Kempner pensaba aprovecharlos en varios libros que, finalmente, no escribió. El material que acaparó (centenares de cajas, carpetas y legajos; más una tonelada de documentos) lo heredaron sus hijos, secretaria y amante y cayeron en un laberinto de intereses difícil de aclarar. En su epicentro figuraba el diario de Rosenberg. La peripecia de esta documentación –que acabó en el U.S. Holocaust Memorial Musseun de Washington– sería un buen argumento para una novela. Y, en efecto, el personaje que hizo que esa documentación llegara al apropiado destino fue el agente del FBI, Robert K. Wittman, uno de los autores de este libro.
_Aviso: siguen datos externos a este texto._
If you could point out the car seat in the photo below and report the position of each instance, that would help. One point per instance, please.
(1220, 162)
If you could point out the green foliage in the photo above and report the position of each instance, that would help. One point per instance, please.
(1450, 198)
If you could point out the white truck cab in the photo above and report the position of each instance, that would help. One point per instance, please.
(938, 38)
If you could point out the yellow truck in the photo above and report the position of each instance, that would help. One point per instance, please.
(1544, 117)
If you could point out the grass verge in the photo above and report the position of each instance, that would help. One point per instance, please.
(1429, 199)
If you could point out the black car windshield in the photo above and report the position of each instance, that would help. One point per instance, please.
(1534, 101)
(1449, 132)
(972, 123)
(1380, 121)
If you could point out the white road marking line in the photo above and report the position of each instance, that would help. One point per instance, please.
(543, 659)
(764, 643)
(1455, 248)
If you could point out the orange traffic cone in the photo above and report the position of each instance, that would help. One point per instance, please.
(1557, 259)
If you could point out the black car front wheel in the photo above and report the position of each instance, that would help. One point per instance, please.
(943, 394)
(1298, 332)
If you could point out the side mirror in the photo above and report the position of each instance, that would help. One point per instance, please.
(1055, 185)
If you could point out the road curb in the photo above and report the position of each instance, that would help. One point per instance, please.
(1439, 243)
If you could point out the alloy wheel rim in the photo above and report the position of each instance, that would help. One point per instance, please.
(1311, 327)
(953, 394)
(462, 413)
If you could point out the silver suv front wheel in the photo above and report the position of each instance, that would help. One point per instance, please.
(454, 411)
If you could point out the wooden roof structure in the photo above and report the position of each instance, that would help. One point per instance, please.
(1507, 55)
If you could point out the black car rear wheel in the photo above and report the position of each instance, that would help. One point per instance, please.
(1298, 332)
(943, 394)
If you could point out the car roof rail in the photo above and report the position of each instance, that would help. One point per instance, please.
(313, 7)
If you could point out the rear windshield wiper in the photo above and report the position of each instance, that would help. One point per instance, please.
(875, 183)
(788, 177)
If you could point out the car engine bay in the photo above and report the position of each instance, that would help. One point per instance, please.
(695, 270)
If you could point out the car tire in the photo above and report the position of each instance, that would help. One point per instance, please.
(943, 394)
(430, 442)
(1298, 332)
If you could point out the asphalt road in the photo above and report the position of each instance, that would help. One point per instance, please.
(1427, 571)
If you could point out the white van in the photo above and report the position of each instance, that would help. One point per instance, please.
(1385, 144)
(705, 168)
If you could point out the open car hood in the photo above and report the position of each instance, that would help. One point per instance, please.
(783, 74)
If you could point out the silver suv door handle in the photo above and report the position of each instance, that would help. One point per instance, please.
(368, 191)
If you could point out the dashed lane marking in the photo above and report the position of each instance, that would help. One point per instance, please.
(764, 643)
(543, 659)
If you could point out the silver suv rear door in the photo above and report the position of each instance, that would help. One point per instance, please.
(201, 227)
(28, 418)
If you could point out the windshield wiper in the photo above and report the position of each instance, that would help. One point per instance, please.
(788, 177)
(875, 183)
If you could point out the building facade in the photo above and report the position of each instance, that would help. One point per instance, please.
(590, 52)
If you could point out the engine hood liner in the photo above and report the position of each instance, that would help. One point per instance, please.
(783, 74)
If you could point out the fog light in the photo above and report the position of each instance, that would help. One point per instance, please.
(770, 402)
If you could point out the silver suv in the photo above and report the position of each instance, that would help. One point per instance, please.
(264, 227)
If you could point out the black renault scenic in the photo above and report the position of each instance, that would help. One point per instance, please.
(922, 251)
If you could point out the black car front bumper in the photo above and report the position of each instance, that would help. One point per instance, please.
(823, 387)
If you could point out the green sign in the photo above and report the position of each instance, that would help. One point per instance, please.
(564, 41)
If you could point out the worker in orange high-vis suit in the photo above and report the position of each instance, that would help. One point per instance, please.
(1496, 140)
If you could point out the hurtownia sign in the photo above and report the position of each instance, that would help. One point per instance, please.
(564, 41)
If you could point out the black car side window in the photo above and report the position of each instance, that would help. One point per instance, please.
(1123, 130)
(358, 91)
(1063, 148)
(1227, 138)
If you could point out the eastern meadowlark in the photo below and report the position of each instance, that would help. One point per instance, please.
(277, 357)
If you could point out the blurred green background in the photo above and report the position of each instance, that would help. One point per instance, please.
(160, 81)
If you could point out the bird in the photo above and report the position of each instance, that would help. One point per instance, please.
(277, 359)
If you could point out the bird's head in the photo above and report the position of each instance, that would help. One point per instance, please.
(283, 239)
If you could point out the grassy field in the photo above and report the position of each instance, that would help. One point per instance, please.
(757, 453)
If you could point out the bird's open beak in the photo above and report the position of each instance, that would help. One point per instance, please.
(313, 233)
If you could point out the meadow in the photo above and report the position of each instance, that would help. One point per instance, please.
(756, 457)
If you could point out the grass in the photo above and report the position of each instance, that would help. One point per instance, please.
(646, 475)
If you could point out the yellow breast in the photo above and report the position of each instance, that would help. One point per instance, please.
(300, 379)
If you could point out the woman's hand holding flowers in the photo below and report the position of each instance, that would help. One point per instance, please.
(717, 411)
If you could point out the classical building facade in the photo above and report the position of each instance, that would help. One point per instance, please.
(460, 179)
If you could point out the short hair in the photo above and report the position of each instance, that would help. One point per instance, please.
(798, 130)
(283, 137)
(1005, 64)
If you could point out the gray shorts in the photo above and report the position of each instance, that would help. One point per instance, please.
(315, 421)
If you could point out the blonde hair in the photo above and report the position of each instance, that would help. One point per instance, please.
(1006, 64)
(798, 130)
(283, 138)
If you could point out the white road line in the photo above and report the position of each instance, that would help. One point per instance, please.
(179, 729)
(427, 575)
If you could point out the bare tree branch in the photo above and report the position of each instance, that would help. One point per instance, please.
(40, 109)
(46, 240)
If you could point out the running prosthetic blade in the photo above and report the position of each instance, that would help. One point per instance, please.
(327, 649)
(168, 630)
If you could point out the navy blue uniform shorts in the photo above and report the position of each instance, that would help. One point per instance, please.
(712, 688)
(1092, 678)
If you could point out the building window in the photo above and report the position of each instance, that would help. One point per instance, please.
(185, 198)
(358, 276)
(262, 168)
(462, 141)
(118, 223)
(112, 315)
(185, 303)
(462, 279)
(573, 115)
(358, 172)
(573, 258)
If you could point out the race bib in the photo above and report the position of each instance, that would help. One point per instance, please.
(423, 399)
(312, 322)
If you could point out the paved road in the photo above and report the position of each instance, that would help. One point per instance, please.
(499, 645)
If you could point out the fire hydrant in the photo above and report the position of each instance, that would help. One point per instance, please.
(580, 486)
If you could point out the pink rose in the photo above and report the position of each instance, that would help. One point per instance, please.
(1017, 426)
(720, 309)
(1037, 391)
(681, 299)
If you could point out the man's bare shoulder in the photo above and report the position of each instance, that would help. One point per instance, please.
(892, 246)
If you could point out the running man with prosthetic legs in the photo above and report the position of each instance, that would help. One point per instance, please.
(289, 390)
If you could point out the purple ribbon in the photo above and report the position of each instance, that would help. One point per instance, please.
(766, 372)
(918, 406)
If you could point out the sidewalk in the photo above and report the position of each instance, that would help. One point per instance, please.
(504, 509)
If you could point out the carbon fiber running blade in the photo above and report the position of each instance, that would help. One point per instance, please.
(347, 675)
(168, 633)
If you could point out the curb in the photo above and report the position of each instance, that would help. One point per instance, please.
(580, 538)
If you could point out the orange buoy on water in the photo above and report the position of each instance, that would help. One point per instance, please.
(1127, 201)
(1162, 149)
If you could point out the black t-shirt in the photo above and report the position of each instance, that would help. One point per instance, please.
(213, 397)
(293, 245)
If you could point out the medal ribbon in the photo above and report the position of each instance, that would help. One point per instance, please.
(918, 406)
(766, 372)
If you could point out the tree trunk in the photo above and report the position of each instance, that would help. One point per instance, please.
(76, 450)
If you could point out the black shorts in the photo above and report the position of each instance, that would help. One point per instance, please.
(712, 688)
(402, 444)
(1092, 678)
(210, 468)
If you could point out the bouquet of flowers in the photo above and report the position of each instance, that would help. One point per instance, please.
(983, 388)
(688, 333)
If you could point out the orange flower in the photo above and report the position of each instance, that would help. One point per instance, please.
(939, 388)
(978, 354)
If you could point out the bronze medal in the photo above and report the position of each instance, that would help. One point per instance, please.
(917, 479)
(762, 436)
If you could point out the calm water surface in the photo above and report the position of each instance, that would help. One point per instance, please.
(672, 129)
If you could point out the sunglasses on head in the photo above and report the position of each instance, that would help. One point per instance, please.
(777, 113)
Aparte de la peripecia de los papeles –paradigma del descontrol que rodeó la custodia de los documentos del III Reich– la obra constituye una biografía del publicista nazi, enriquecida en el período 1934/1944 con el contenido de su diario. Rosenberg , cursó arquitectura en Moscú y se interesó por muchas cosas que hicieron de él «un hombre de profunda cultura de enseñanza media» (Joachin Fest) o, como proclamaba Göbbels: «Rosenberg era casi idóneo como erudito, como periodista, como político... pero solo casi» o, según el embajador norteamericano William Dodd: «No hay un político alemán que piense con menos claridad y al que le gusten tanto las bobadas». Aunque muy ufano de su papel como ideólogo del III Reich, cargo que era solo oropel, y haber contribuido a robar los bienes judíos por toda Europa, la ocasión de Rosenberg llegó con el ministerio el Territorio del Este, concedida por el conocimiento del idioma y la gente de su Rusia natal, pero no hizo nada útil: ni era el apropiado para una empresa de titanes (en el cuartel de Hitler le llamaban «el flojo») ni se le permitió una actividad relevante: allí mandaba la Wehrmacht, las SS y Hitler, que le cortó las alas respecto a una autonomía ucraniana. El sueño del Este se desplomó y del pomposo título no quedó nada. Desde mediados de 1944 vivió en Berlín, distante aunque fiel a Hitler. La última entrada de su diario registra el bombardeo de su casa y la destrucción de cuanto en ella había y se cierra con un pensamiento: «Cuán lejos queda nuestra juventud». En Núremberg, Hans Fritzsche dijo que Rosenberg tenía «La culpa de que todos estemos sentados en el banquillo de los acusados». No fue para tanto. Tras leer este libro, su figura queda disminuida: fue un fanático presuntuoso, un pseudointelectual de pensamiento confuso y un racista sin escrúpulos. Un malvado más de la camarilla de Hitler. Casi es obligado recordar a Hannah Arendt : Rosenberg fue una muestra más de la «banalidad del mal».